Reis ist unsere Lebensgrundlage
Unser Vater ist vor drei Jahren gestorben und seitdem bin
ich mit meiner Mutter Nang Pho für die Familie verantwortlich.
Das bedeutet, daß ich mich mit meiner Mutter von Februar
bis Dezember um die drei Hochland-Reisflächen kümmern
muss. Insgesamt sind dies 1,5 ha. Wir bearbeiten diese Felder
im Rotations-Verfahren, d.h. jedes Jahr kommt eine andere
Fläche dran, damit sich die im letzten Jahr genutzten
Felder erholen können. Im Februar schlagen wir den nachgewachsenen
Bambus, das Gestrüpp und die Bäume, damit diese
austrocknen. Je nachdem wie viel Regen im Winter fällt,
fangen wir im März oder April an das trockene Gestrüpp
abzubrennen. Dadurch wird die Fläche frei für das
Anpflanzen des Trockenreises und die Asche düngt den
Boden. Bis zur Ernte im Dezember gehen wir dann regelmäßig
jäten. Nebenher und in der freien Zeit dazwischen sammeln
wir Bambus- und Rattansprossen, Pilze, die Rinde der Maulbeersträucher
und Pflanzen, welche wir dann verkaufen. Von dem Einkommen
kaufen wir meistens Reis, da wir von dem halben Hektar Hochlandfläche
nur 500 kg Rohreis ernten. Das sind ungefähr 250 kg
geschälter Reis, welcher für die Familie gerade
mal drei Monate reicht.

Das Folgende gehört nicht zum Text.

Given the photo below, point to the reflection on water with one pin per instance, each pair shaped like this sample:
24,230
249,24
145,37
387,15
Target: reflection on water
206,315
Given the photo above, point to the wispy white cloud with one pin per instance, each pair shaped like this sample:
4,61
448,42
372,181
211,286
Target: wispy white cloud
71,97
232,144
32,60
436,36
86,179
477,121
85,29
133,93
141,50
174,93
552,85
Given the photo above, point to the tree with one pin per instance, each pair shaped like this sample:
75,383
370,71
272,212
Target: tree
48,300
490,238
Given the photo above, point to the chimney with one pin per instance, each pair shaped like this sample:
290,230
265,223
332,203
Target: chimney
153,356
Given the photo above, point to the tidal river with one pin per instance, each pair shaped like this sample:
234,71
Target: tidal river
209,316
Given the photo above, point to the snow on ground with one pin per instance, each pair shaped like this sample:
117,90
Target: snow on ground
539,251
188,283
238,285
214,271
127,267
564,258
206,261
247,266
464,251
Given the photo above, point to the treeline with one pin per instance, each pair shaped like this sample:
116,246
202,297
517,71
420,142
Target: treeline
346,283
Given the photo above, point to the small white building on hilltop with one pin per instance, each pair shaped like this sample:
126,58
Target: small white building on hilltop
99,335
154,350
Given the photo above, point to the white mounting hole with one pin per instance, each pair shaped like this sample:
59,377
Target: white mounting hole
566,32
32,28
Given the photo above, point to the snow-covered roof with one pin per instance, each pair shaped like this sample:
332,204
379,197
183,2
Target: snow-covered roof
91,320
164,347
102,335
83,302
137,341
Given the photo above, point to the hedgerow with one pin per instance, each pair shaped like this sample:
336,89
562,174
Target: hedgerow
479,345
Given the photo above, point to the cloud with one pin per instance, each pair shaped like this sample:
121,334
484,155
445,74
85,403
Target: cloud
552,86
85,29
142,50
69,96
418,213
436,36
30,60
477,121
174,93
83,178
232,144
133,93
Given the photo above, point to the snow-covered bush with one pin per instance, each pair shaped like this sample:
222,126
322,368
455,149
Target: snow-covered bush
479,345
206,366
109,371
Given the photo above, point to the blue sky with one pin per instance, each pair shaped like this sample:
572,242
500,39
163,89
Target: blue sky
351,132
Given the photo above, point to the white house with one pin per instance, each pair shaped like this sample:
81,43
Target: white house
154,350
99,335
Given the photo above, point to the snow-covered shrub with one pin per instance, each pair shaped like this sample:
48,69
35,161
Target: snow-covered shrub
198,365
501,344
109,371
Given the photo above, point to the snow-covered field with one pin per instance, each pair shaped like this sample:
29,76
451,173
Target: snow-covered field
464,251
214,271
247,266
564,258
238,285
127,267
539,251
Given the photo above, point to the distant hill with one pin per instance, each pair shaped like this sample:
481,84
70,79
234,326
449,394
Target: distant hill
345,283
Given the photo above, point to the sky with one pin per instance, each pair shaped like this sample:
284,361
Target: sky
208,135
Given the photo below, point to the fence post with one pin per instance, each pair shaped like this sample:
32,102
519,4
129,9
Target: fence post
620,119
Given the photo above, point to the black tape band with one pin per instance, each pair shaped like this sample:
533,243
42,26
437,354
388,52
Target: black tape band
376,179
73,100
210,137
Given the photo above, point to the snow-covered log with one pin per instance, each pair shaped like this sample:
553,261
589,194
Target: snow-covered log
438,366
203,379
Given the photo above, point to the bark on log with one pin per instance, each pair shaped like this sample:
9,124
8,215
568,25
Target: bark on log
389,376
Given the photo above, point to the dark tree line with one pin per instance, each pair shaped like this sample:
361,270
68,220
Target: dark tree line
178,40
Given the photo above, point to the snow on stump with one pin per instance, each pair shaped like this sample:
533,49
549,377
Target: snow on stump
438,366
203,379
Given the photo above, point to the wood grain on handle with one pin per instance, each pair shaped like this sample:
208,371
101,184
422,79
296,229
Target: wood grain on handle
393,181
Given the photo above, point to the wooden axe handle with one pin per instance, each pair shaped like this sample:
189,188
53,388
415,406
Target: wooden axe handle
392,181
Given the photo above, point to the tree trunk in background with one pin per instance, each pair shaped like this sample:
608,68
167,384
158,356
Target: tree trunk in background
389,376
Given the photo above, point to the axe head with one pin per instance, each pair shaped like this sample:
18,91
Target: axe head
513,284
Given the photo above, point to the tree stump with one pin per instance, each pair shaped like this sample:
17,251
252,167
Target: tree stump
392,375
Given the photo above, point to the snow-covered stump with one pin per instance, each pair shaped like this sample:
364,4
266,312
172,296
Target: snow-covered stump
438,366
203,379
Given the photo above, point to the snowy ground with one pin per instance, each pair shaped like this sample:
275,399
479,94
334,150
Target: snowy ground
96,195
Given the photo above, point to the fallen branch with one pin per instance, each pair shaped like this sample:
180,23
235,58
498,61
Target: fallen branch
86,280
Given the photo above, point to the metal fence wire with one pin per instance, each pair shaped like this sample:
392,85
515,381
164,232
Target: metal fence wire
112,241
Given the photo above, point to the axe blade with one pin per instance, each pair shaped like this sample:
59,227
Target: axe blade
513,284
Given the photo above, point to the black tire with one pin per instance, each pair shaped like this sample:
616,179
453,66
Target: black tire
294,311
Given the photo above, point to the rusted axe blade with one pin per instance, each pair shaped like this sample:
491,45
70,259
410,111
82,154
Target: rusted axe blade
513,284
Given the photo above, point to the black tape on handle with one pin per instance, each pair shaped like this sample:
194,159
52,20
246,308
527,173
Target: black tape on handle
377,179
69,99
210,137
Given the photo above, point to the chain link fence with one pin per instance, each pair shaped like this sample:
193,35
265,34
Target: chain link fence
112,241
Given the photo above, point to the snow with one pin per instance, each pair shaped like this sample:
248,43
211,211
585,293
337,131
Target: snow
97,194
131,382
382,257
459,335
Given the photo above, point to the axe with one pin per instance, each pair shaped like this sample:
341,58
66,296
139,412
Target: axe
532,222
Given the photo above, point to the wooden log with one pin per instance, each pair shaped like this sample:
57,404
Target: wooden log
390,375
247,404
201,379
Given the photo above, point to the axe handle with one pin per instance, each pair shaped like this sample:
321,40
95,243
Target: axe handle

Die Arbeit ist schwer und wir hatten
keine Zeit über Verbesserungen nachzudenken.
Büffel und landwirtschaftliches Know-how sichern unsere
Zukunft
Vor drei Jahren kam das Projekt (DWHH/GAA) und wir haben
in einer Dorfversammlung mit den Leuten vom Projekt die Möglichkeiten
zur Lösung unserer Probleme diskutiert. Alle waren der
Meinung, daß ein Bewässerungs-Kanal uns die Möglichkeit
eröffnen würde, anstatt Hochlandreis den Reis auf
Nasslandflächen zu produzieren. Insgesamt würden
dann 17 ha für das ganze Dorf zur Verfügung stehen.
Doch die Schwierigkeiten waren vielfältig.
Das Gelände entlang des Kanals ist sehr steil und wir
brauchten Sprengstoff, um das Gelände begehbar zu machen.
Wir haben keine Zeit am Kanal zu arbeiten, da wir entweder
auf den Hochlandflächen beschäftigt sind oder im
Wald nach essbarem oder verkaufbaren suchen müssen.
Was ist dann, wenn das Wasser läuft? Die Erde ist neu
und wird 2-3 Jahre nicht viel produzieren. Wir haben keine
Büffel, die wir beim Pflügen einsetzen könnten.
Außerdem haben wir kein Nassland-Reissaatgut.
Alles zusammen schienen die Schwierigkeiten zu groß um
sie zu meistern. Doch wir gaben nicht auf und durch die Hilfe
des Projekts haben wir einen dreijährigen Arbeitsplan
entwickelt.
Zuerst der Kanal. Das wird zwei Jahre dauern, - wenn nicht
länger. Das Projekt versucht Reis vom Welternährung
Programm (WFP) zu mobilisieren um die Arbeit mit Reis zu
bezahlen. Damit haben wir Luft und müssen nicht Zeit
zum Sammeln im Wald verbringen. Weiterhin wird das Projekt
uns mit einen Techniker, Zement und Sprengstoff unterstützten.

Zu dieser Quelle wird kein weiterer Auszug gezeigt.